Alors que le dollar était sur une pente baissière depuis 1 an, la situation crée un regain d’appétence en sa faveur. Dans le cas de l’EUR/USD et du strict point de vue de l’interaction macro/FX, un différentiel de croissance plus en faveur des États-Unis et l’effacement de la probabilité de baisses de taux de la Fed sont des facteurs de nature à soutenir le dollar US. De plus, une corrélation positive entre l’USD (en taux de change effectif réel) et le prix du Brent existe depuis que les États-Unis sont exportateurs nets d’hydrocarbures (2020). D’ailleurs, les devises d’autres pays producteurs de pétrole (comme le dollar canadien) ont également été soutenues depuis la flambée des prix du pétrole. L’ampleur de l’appréciation de l’USD est toutefois, pour le moment, limitée et elle devrait le rester en l’absence de perturbations plus durables (telles qu’envisagées dans le scénario 3).

[1]Pour la zone euro, le risque sur le GNL est supérieur au risque pétrolier. Même sans destructions significatives d’installations de GNL, le marché serait structurellement plus tendu en raison des stocks globalement limités (notamment en Asie dont le Qatar est un fournisseur majeur) et très bas en Europe. Par ailleurs, contrairement au pétrole, il n’existe pas d’alternative au GNL qatari (environ 20% de la production mondiale) à court terme, les autres exportateurs de GNL opérant déjà quasiment à pleine capacité. En cas de fermeture prolongée du détroit d’Ormuz, le marché asiatique entrerait en compétition avec le marché européen pour le GNL disponible. De plus, même si la durée du conflit était relativement courte, la période printemps automne est celle de la reconstitution des stocks en Europe, ce qui maintiendrait une certaine pression sur les prix en Europe. Enfin, l’Europe est la région importatrice qui dépend le plus du marché spot pour son approvisionnement en GNL, i.e. l’écart entre la demande et l’offre négociée par des contrats avec le producteur y est le plus important.

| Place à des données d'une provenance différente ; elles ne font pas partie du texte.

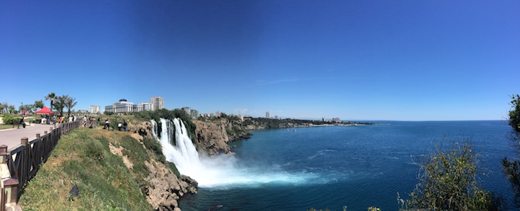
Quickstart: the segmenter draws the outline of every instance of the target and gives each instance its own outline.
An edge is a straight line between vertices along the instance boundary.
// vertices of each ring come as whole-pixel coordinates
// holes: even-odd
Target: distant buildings
[[[157,106],[155,103],[159,104]],[[93,107],[98,106],[90,106],[90,109]],[[152,97],[150,98],[150,103],[143,102],[139,104],[134,105],[134,103],[127,101],[126,99],[120,99],[118,102],[114,103],[112,106],[105,106],[105,112],[113,112],[114,113],[123,113],[130,112],[140,112],[142,110],[154,110],[165,108],[165,98],[162,97]],[[95,109],[95,108],[93,108]],[[99,110],[99,106],[98,106]],[[92,111],[90,111],[92,113]]]
[[[150,98],[150,103],[152,103],[152,109],[150,110],[165,108],[165,98],[163,97],[151,97]]]
[[[189,112],[189,115],[192,118],[199,118],[199,111],[195,109],[192,109]]]
[[[126,99],[120,99],[114,103],[114,113],[128,113],[134,111],[134,103],[128,102]]]
[[[181,110],[186,112],[186,113],[187,113],[188,115],[192,113],[192,112],[191,112],[192,109],[189,107],[182,107],[182,108],[181,108]]]
[[[90,106],[90,107],[88,108],[88,113],[101,113],[101,108],[99,106]]]

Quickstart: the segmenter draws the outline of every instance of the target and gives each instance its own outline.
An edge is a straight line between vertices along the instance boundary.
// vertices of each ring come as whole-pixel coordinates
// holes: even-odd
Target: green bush
[[[157,160],[162,163],[166,163],[166,157],[162,154],[162,146],[160,143],[153,138],[145,138],[142,139],[142,143],[145,144],[147,149],[154,152]]]
[[[21,120],[21,118],[19,117],[13,117],[10,115],[4,116],[2,118],[2,121],[4,121],[4,123],[6,125],[12,125],[13,121],[20,121]]]
[[[447,152],[437,149],[424,164],[422,175],[407,207],[433,210],[496,210],[492,193],[479,187],[477,160],[467,142]]]

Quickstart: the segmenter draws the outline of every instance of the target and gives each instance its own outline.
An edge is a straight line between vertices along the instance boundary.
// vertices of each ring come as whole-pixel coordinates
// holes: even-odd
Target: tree
[[[520,96],[513,95],[509,104],[511,110],[509,110],[509,125],[511,127],[510,140],[511,143],[520,150]],[[510,160],[507,157],[502,160],[504,168],[504,174],[511,182],[513,191],[515,193],[515,204],[520,207],[520,161]]]
[[[407,207],[433,210],[493,210],[493,195],[478,187],[477,158],[468,143],[437,149],[420,165],[420,182]]]
[[[67,117],[71,116],[71,109],[74,108],[76,104],[78,104],[78,102],[76,102],[76,98],[73,98],[71,97],[67,97],[65,100],[65,106],[68,109],[68,112],[67,112]]]
[[[43,104],[43,101],[40,100],[34,101],[34,107],[41,109],[45,105]],[[51,109],[52,109],[52,107],[51,107]]]
[[[47,94],[46,96],[45,96],[46,101],[51,101],[51,110],[53,109],[53,103],[54,103],[54,100],[56,100],[56,94],[55,94],[54,93],[50,93]],[[43,108],[43,107],[41,107],[41,108]]]
[[[65,108],[65,104],[68,98],[68,95],[63,95],[61,96],[57,96],[54,98],[56,101],[56,103],[54,104],[54,108],[56,110],[60,112],[60,115],[63,116],[63,108]]]
[[[16,110],[14,110],[16,108],[14,108],[14,106],[13,106],[13,105],[9,106],[9,113],[14,113],[16,112]]]

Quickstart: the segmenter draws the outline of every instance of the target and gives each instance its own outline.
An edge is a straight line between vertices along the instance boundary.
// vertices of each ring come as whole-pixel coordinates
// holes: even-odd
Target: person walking
[[[24,120],[24,117],[21,117],[21,120],[20,120],[20,124],[24,125],[24,128],[25,128],[25,121]]]
[[[107,118],[107,120],[105,120],[105,127],[103,127],[103,128],[105,129],[106,128],[107,130],[110,130],[110,122],[108,120],[108,118]]]

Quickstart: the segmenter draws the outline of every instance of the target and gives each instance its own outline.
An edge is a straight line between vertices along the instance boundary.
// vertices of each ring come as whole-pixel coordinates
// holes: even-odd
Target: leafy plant
[[[520,150],[520,96],[513,95],[509,104],[511,110],[509,110],[509,125],[511,128],[511,134],[509,139],[513,145]],[[520,161],[510,160],[507,158],[502,160],[504,168],[504,174],[509,180],[515,193],[515,204],[520,207]]]
[[[477,157],[469,143],[454,143],[447,152],[440,148],[420,167],[420,182],[407,206],[434,210],[492,210],[493,195],[479,187]]]
[[[142,139],[142,143],[145,144],[147,149],[154,152],[157,160],[162,163],[166,163],[166,157],[162,154],[162,146],[160,143],[153,138],[145,138]]]

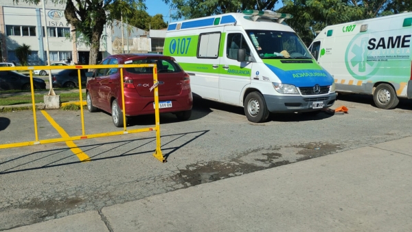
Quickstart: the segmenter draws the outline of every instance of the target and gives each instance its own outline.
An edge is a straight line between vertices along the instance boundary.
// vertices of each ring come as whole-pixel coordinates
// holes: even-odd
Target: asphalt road
[[[195,100],[192,117],[161,115],[162,163],[152,153],[154,132],[0,150],[0,230],[57,218],[339,151],[412,135],[411,103],[394,110],[373,106],[370,96],[339,95],[332,107],[349,113],[271,115],[249,122],[238,107]],[[80,111],[47,111],[70,136],[82,133]],[[36,113],[40,139],[61,137]],[[128,129],[154,126],[137,117]],[[0,115],[0,144],[34,140],[32,111]],[[86,134],[119,130],[103,112],[84,112]],[[80,150],[78,150],[80,149]],[[81,154],[80,154],[81,153]],[[89,162],[80,162],[86,154]]]

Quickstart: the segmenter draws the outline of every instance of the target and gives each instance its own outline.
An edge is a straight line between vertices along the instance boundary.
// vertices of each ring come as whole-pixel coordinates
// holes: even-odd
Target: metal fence
[[[123,130],[115,131],[115,132],[107,132],[98,134],[91,134],[86,135],[84,132],[84,117],[83,113],[82,104],[80,104],[80,113],[81,113],[81,122],[82,122],[82,135],[72,136],[72,137],[64,137],[62,138],[56,139],[38,139],[38,135],[37,131],[37,119],[36,117],[36,106],[34,102],[34,90],[33,84],[33,71],[34,70],[53,70],[53,69],[78,69],[78,83],[82,83],[80,78],[80,69],[106,69],[106,68],[118,68],[120,70],[120,78],[121,82],[124,83],[123,80],[123,68],[131,68],[131,67],[153,67],[153,86],[154,89],[154,115],[155,115],[155,125],[154,127],[149,127],[145,128],[139,128],[128,130],[126,130],[126,108],[124,104],[124,84],[122,86],[122,113],[123,113]],[[52,143],[62,141],[75,141],[80,139],[93,139],[98,137],[108,137],[119,135],[125,134],[133,134],[142,132],[148,131],[156,131],[156,151],[153,154],[153,156],[160,161],[165,163],[166,161],[164,159],[161,150],[161,141],[160,141],[160,123],[159,123],[159,92],[158,92],[158,82],[157,82],[157,66],[156,64],[146,64],[146,65],[73,65],[73,66],[32,66],[32,67],[0,67],[1,71],[29,71],[30,77],[30,85],[32,91],[32,104],[33,108],[33,120],[34,124],[34,141],[12,143],[7,144],[0,144],[0,149],[3,148],[11,148],[22,146],[32,146],[36,144],[45,144]],[[82,102],[82,85],[79,84],[79,99],[80,103]],[[84,161],[87,161],[87,160]]]

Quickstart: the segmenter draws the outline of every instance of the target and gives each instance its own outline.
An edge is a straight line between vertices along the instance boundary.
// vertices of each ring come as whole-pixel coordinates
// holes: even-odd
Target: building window
[[[21,36],[21,26],[5,26],[5,33],[8,36]]]
[[[43,30],[44,37],[44,27]],[[47,27],[47,35],[49,37],[66,37],[67,34],[70,34],[70,27]]]
[[[71,51],[60,51],[60,60],[67,60],[68,58],[71,59]]]
[[[17,57],[16,56],[15,51],[8,51],[7,52],[8,61],[17,61]]]
[[[36,27],[21,26],[23,36],[36,36]]]
[[[28,61],[38,61],[38,51],[32,51],[27,57]]]
[[[62,56],[62,54],[63,53],[69,53],[70,55],[71,54],[71,51],[50,51],[50,61],[60,61],[64,60],[60,60],[60,58]],[[71,57],[70,57],[71,58]],[[45,60],[47,61],[47,53],[45,51]]]
[[[70,28],[57,27],[57,37],[66,37],[66,35],[70,35]]]

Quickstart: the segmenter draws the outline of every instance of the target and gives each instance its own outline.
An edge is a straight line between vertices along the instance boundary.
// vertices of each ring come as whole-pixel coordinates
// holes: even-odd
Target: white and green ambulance
[[[173,23],[163,54],[190,76],[195,96],[243,106],[251,121],[316,114],[334,104],[334,82],[283,22],[291,17],[245,10]]]
[[[325,27],[309,49],[336,90],[374,95],[376,106],[412,98],[412,12]]]

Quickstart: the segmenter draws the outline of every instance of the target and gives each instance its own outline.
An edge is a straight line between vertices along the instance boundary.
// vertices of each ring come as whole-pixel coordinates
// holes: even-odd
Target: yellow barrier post
[[[30,88],[32,91],[32,106],[33,106],[33,119],[34,120],[34,136],[36,137],[36,141],[34,141],[34,144],[38,144],[38,134],[37,132],[37,119],[36,118],[36,103],[34,102],[34,87],[33,86],[33,72],[32,70],[30,72]]]
[[[124,80],[123,80],[123,69],[120,69],[120,86],[122,89],[122,117],[123,117],[123,130],[124,133],[126,134],[126,108],[124,106]],[[112,112],[113,113],[113,112]]]
[[[78,78],[79,82],[79,98],[80,99],[80,114],[82,115],[82,135],[84,135],[84,117],[83,115],[83,96],[82,96],[82,78],[80,69],[78,69]]]
[[[153,154],[153,156],[156,159],[161,161],[162,163],[165,163],[166,160],[163,157],[161,152],[161,143],[160,143],[160,115],[159,113],[159,83],[157,82],[157,66],[153,67],[153,84],[154,87],[154,118],[156,121],[156,151]]]

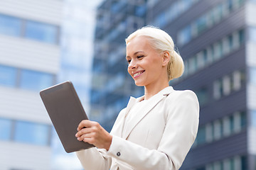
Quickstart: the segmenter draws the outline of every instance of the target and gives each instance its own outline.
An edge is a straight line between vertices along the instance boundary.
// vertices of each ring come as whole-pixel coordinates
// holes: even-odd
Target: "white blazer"
[[[144,98],[131,97],[111,131],[108,151],[90,148],[77,152],[86,170],[178,169],[196,137],[199,103],[191,91],[166,87],[139,108],[126,130],[126,116]]]

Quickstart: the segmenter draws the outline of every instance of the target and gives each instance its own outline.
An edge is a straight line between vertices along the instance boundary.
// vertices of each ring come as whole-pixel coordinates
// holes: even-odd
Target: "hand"
[[[79,141],[88,142],[97,148],[108,150],[110,147],[112,136],[97,122],[83,120],[78,125],[75,137]]]

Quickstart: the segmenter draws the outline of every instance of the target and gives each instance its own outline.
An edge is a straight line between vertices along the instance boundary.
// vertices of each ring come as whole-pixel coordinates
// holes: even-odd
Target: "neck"
[[[144,86],[144,99],[148,100],[154,95],[158,94],[162,89],[168,87],[168,81],[158,81],[154,84],[149,84]]]

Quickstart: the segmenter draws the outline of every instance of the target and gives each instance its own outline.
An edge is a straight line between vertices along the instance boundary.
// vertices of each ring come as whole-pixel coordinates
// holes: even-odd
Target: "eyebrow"
[[[139,53],[139,52],[144,52],[144,51],[137,51],[137,52],[135,52],[133,54],[133,55],[136,55],[137,54],[138,54],[138,53]],[[127,58],[127,57],[131,57],[127,56],[126,58]]]

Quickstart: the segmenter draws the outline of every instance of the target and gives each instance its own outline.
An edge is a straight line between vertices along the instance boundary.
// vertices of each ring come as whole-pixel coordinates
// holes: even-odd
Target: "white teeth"
[[[141,72],[135,73],[134,74],[134,77],[138,76],[139,74],[141,74]]]

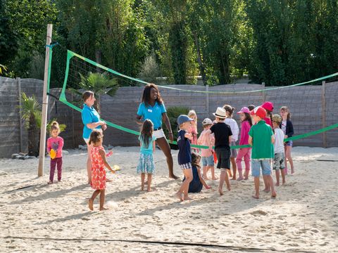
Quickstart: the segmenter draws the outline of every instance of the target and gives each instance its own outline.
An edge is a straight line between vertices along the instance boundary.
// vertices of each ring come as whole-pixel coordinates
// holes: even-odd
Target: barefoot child
[[[91,186],[95,190],[92,197],[88,201],[89,209],[93,211],[94,200],[100,194],[100,211],[106,210],[104,207],[104,195],[106,189],[106,166],[111,172],[115,171],[111,169],[106,160],[106,152],[102,146],[104,135],[101,130],[94,129],[90,134],[89,145],[92,145],[90,152],[92,159],[92,183]]]
[[[265,117],[263,119],[266,124],[268,124],[271,129],[273,129],[273,103],[269,101],[264,102],[262,105],[261,105],[265,110],[266,115]],[[270,191],[270,186],[268,183],[266,181],[266,179],[263,177],[263,179],[264,181],[264,191],[265,193],[268,193]]]
[[[234,113],[234,110],[230,105],[224,105],[223,109],[225,110],[227,112],[227,118],[225,120],[225,124],[230,126],[231,131],[232,132],[232,136],[231,138],[230,147],[235,146],[237,145],[237,141],[238,141],[238,135],[239,134],[239,129],[238,128],[238,124],[236,120],[232,119],[232,114]],[[237,167],[236,165],[236,157],[237,156],[237,150],[235,148],[230,148],[230,162],[232,166],[232,180],[236,180],[236,172],[237,171]],[[231,173],[230,173],[231,176]]]
[[[137,165],[137,173],[141,173],[141,190],[144,190],[144,178],[147,174],[147,191],[151,191],[151,176],[155,169],[153,160],[153,150],[154,141],[156,139],[153,136],[154,124],[150,119],[146,119],[142,124],[141,134],[139,140],[141,145],[139,150],[139,164]]]
[[[273,128],[273,103],[271,102],[264,102],[262,105],[266,111],[266,116],[263,119],[266,124],[268,124],[271,128]]]
[[[275,143],[273,143],[275,157],[273,169],[276,173],[276,186],[280,186],[280,170],[282,174],[282,184],[285,184],[284,133],[280,128],[280,122],[282,122],[282,117],[278,115],[273,115],[273,126],[275,129]]]
[[[194,110],[190,110],[188,112],[188,117],[194,119],[192,121],[192,126],[189,130],[189,133],[192,134],[192,144],[197,145],[197,115]],[[196,153],[199,152],[197,148],[192,148],[192,150]]]
[[[241,138],[239,145],[248,145],[249,131],[252,126],[251,117],[250,117],[250,111],[248,108],[244,107],[237,112],[241,117]],[[238,151],[237,157],[236,158],[236,164],[237,165],[239,177],[238,181],[243,179],[247,180],[249,172],[250,171],[250,157],[251,155],[251,148],[241,148]],[[242,169],[242,160],[244,158],[245,163],[244,178],[243,179],[243,170]]]
[[[196,153],[192,153],[192,181],[189,184],[189,193],[199,193],[203,186],[206,189],[211,189],[211,187],[208,186],[201,174],[201,155]],[[183,181],[185,180],[185,178]]]
[[[197,143],[201,145],[206,145],[209,147],[209,148],[202,148],[201,156],[202,156],[202,164],[203,164],[203,176],[205,180],[208,180],[207,174],[208,171],[211,170],[211,179],[213,180],[216,180],[215,177],[215,169],[214,161],[213,161],[213,145],[215,143],[215,138],[213,135],[210,132],[207,133],[207,131],[210,129],[213,125],[213,122],[209,118],[206,118],[202,122],[202,125],[204,130],[199,136]]]
[[[290,120],[291,113],[287,106],[282,106],[280,110],[280,116],[282,116],[282,122],[280,123],[280,127],[284,132],[284,138],[292,137],[294,135],[294,126]],[[285,149],[285,175],[287,175],[287,161],[290,163],[291,174],[294,174],[294,162],[291,157],[291,150],[292,149],[292,141],[288,141],[284,143]]]
[[[62,174],[62,148],[63,138],[60,137],[60,126],[56,121],[51,122],[50,129],[51,137],[47,140],[47,152],[51,156],[51,170],[48,184],[53,183],[55,167],[58,167],[58,181],[61,181]]]
[[[268,125],[263,119],[265,117],[265,110],[261,106],[256,107],[250,112],[251,115],[256,124],[251,126],[249,131],[249,144],[252,146],[251,154],[251,174],[254,177],[255,195],[254,198],[259,198],[259,176],[261,168],[262,174],[271,188],[271,196],[276,197],[273,186],[273,179],[271,176],[270,160],[273,157],[273,145],[275,136],[271,127]]]
[[[228,190],[231,190],[227,169],[230,169],[230,147],[229,144],[232,140],[232,132],[230,126],[224,123],[224,120],[227,117],[225,110],[218,108],[216,112],[213,115],[216,118],[217,123],[213,125],[208,131],[215,134],[215,153],[218,160],[217,167],[220,169],[218,192],[220,195],[223,195],[225,181],[227,184],[227,189]]]
[[[181,187],[176,196],[180,200],[189,200],[191,198],[188,196],[189,184],[192,180],[192,150],[190,148],[190,141],[192,139],[192,135],[189,133],[192,126],[193,119],[187,115],[181,115],[177,117],[177,124],[180,127],[177,136],[178,151],[178,164],[183,171],[185,180],[182,183]],[[182,195],[183,194],[183,197]]]

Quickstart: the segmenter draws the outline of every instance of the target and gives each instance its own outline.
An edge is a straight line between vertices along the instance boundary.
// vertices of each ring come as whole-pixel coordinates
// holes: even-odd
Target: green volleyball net
[[[49,63],[49,70],[51,68],[51,60]],[[91,85],[99,85],[97,82],[95,82],[95,78],[104,78],[106,82],[101,82],[101,84],[99,85],[101,86],[100,87],[93,86],[92,88],[95,88],[96,89],[101,88],[102,94],[108,95],[109,95],[110,93],[113,93],[118,86],[139,86],[148,84],[146,82],[121,74],[68,50],[67,51],[65,79],[62,91],[60,95],[60,101],[73,109],[81,112],[80,94],[84,90],[91,89]],[[195,89],[195,87],[190,89],[191,86],[185,85],[158,85],[158,86],[160,88],[162,94],[165,94],[165,93],[172,91],[176,93],[176,96],[179,97],[181,96],[182,98],[180,101],[177,102],[177,103],[181,105],[184,104],[184,100],[186,100],[184,98],[189,98],[191,96],[194,96],[196,99],[205,99],[206,97],[208,97],[211,104],[210,106],[213,108],[211,108],[211,110],[215,109],[217,106],[222,106],[224,103],[234,105],[237,110],[242,106],[247,106],[249,104],[254,103],[259,105],[263,100],[273,101],[276,109],[281,105],[288,105],[292,103],[292,112],[296,115],[303,115],[303,118],[302,119],[302,116],[299,117],[299,118],[295,117],[293,119],[294,122],[294,127],[299,129],[299,126],[301,126],[301,124],[304,124],[303,126],[302,126],[302,131],[298,132],[296,133],[298,134],[287,139],[287,141],[296,141],[301,138],[310,138],[314,135],[325,133],[338,127],[338,123],[333,117],[330,122],[332,124],[323,127],[323,125],[322,122],[323,120],[320,120],[320,117],[318,117],[321,110],[315,108],[317,105],[319,108],[320,105],[316,105],[313,103],[315,101],[315,97],[321,96],[320,93],[318,94],[318,91],[321,89],[321,84],[323,81],[332,83],[337,79],[338,72],[299,84],[285,86],[267,87],[266,89],[261,89],[261,86],[255,86],[251,84],[243,85],[239,90],[238,86],[235,89],[235,85],[232,84],[221,86],[222,89],[220,89],[220,86],[215,86],[209,87],[207,89],[206,89],[204,86],[199,86],[198,89]],[[102,84],[102,83],[104,84]],[[114,84],[115,85],[114,85]],[[105,86],[105,85],[106,86]],[[330,89],[332,88],[332,91],[330,90]],[[335,86],[330,86],[329,91],[327,91],[327,96],[330,98],[333,98],[333,103],[334,103],[334,99],[337,100],[337,97],[338,97],[336,88],[337,85]],[[69,96],[70,93],[72,94],[71,98]],[[140,94],[138,95],[137,98],[139,98],[139,95]],[[224,101],[218,100],[220,99],[220,96],[225,98]],[[334,98],[334,97],[336,98]],[[74,98],[75,98],[75,99],[74,99]],[[77,100],[76,98],[77,98]],[[298,98],[298,100],[295,99],[295,98]],[[213,105],[213,103],[214,105]],[[309,108],[309,105],[314,108]],[[166,104],[166,105],[168,107],[168,104]],[[191,109],[195,108],[192,108]],[[116,108],[114,110],[116,110]],[[125,110],[125,108],[120,108],[120,112],[123,113]],[[134,115],[136,115],[137,108],[135,108],[134,110]],[[275,113],[278,113],[278,112]],[[210,115],[210,112],[207,112],[206,115],[208,116],[208,114]],[[202,116],[204,115],[203,113],[201,115]],[[317,116],[315,117],[315,115]],[[329,110],[327,110],[327,115],[325,115],[325,117],[326,118],[330,118]],[[306,121],[304,121],[304,119],[306,119]],[[106,122],[109,126],[131,134],[139,135],[138,131],[125,127],[123,126],[123,124],[115,121],[114,119],[110,118],[109,120],[107,120],[107,119],[101,119],[101,120]],[[326,120],[326,122],[329,121]],[[177,144],[175,141],[173,141],[173,143]],[[192,145],[192,146],[199,148],[208,148],[208,147],[201,145]],[[245,147],[249,147],[249,145],[237,145],[233,146],[232,148]]]

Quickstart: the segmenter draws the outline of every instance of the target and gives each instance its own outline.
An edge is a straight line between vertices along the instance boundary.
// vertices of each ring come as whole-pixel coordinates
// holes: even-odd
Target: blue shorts
[[[251,160],[251,176],[261,176],[261,168],[262,168],[263,176],[271,175],[271,167],[270,166],[270,159]]]
[[[211,155],[210,157],[202,157],[202,164],[203,167],[213,166],[213,155]]]

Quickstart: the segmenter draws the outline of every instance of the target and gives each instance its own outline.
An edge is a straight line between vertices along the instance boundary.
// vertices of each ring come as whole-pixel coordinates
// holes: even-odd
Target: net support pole
[[[326,82],[322,82],[322,127],[326,127]],[[327,142],[326,139],[326,131],[323,132],[323,146],[327,148]]]
[[[265,89],[265,83],[263,82],[262,82],[262,98],[263,98],[263,103],[265,102],[265,98],[266,98],[266,94],[265,91],[264,91]]]
[[[206,84],[206,115],[207,117],[209,117],[209,112],[210,112],[210,108],[209,108],[209,85]]]
[[[39,153],[39,168],[37,176],[42,176],[44,175],[44,154],[46,150],[46,129],[47,124],[47,111],[48,111],[48,96],[47,96],[47,83],[49,78],[49,57],[51,42],[51,30],[53,25],[47,25],[47,38],[46,42],[46,58],[44,60],[44,91],[42,93],[42,115],[41,118],[41,130],[40,130],[40,149]]]

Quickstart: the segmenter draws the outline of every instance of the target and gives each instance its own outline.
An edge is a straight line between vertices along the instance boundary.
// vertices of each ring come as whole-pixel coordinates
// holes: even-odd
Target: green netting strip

[2] En Malaisie, la hausse des prix de l’essence pourrait entraîner une augmentation des dépenses publiques comprise entre 0,6% et 0,8% du PIB (selon le scénario retenu). Mais le coût serait entièrement compensé par la hausse des dividendes perçus sur la compagnie publique pétrolière PETRONAS. En Indonésie, le gouvernement avait retenu une hypothèse conservatrice de USD70/baril dans son budget 2026. L’augmentation des prix du pétrole pourrait entraîner une dépense supplémentaire de 0,1% du PIB. En Inde, les subventions sur le gaz sont estimées pour l’année 2026/2027 à 0,04% du PIB. La hausse des prix ne constitue donc pas un risque pour les finances du pays.